Um cachorro late. Pode estar preso ou ter medo do escuro. A casa sem luz e sem sustos. Presto atenção ao arranhar no telhado, pode ser de um morcego, pássaro ou o vento abrindo passagem entre as frestas que o tempo vinca nas paredes. Pode ser também uma lembrança, mas prefiro esquecer. Tudo é quase jeito de fingir não ser. E como não dou atenção aos ruídos eles cessam. Então resta só o cachorro arrastando seu latido pela noite.
O cão para de latir e não sobra nada. Vazio e silêncio se beijam e não há como intervir ou modificar este estado de coisas. Só observar o nada, tocar e ser tocado por nada. Prender a respiração. Quase implorar ao cão preso em alguma brecha entre a porteira e a escuridão que volte a latir.
Mas se a boca da noite fez dele um vigia desejante de outros abismos só me resta gritar. E voltar a respirar.

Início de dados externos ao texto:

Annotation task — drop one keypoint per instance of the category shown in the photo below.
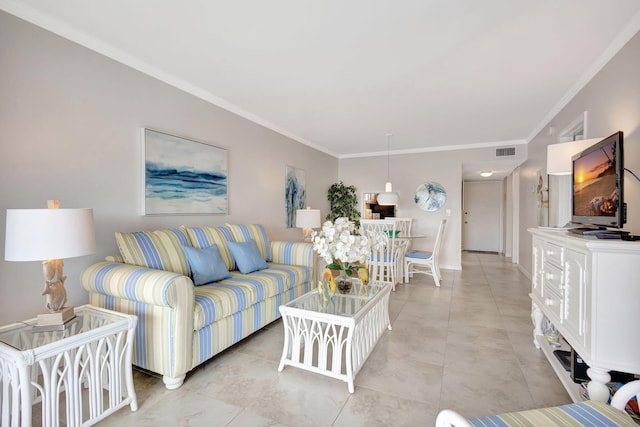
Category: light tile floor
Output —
(465, 346)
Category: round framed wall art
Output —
(430, 196)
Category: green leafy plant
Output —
(343, 201)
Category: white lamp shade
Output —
(559, 155)
(388, 198)
(45, 234)
(308, 218)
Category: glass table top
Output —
(24, 336)
(342, 304)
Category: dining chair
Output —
(403, 242)
(425, 262)
(383, 260)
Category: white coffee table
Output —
(85, 369)
(334, 339)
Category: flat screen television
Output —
(598, 185)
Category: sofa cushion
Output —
(255, 232)
(247, 256)
(159, 249)
(203, 237)
(206, 265)
(228, 296)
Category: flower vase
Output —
(343, 282)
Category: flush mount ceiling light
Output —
(389, 197)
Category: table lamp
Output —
(307, 219)
(49, 235)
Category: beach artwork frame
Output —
(183, 176)
(542, 197)
(294, 193)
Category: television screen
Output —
(597, 184)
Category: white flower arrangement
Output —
(340, 246)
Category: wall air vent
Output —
(509, 151)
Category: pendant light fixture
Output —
(389, 197)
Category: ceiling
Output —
(339, 75)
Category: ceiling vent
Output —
(509, 151)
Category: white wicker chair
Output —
(403, 227)
(425, 262)
(383, 261)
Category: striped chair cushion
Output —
(588, 413)
(225, 297)
(159, 249)
(247, 232)
(203, 237)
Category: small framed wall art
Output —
(294, 193)
(182, 176)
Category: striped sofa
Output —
(180, 324)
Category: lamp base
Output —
(60, 317)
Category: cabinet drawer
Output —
(552, 307)
(552, 253)
(552, 279)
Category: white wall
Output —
(70, 124)
(612, 100)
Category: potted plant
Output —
(343, 202)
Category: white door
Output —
(482, 216)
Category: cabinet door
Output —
(537, 273)
(574, 294)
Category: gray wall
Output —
(70, 123)
(407, 172)
(612, 102)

Adorei o miniconto. O título então, que lindeza. Essa prosa, em que a poesia viça, é que me encanta. A solidão aí amplifica o seu grito de desamparo. Posso tirar uma frase daí para epígrafe?
Parabéns!
Só vi sua mensagem agora. Obrigada pela leitura. Fico feliz que tenha gostado. Pode usar sim, sem problemas.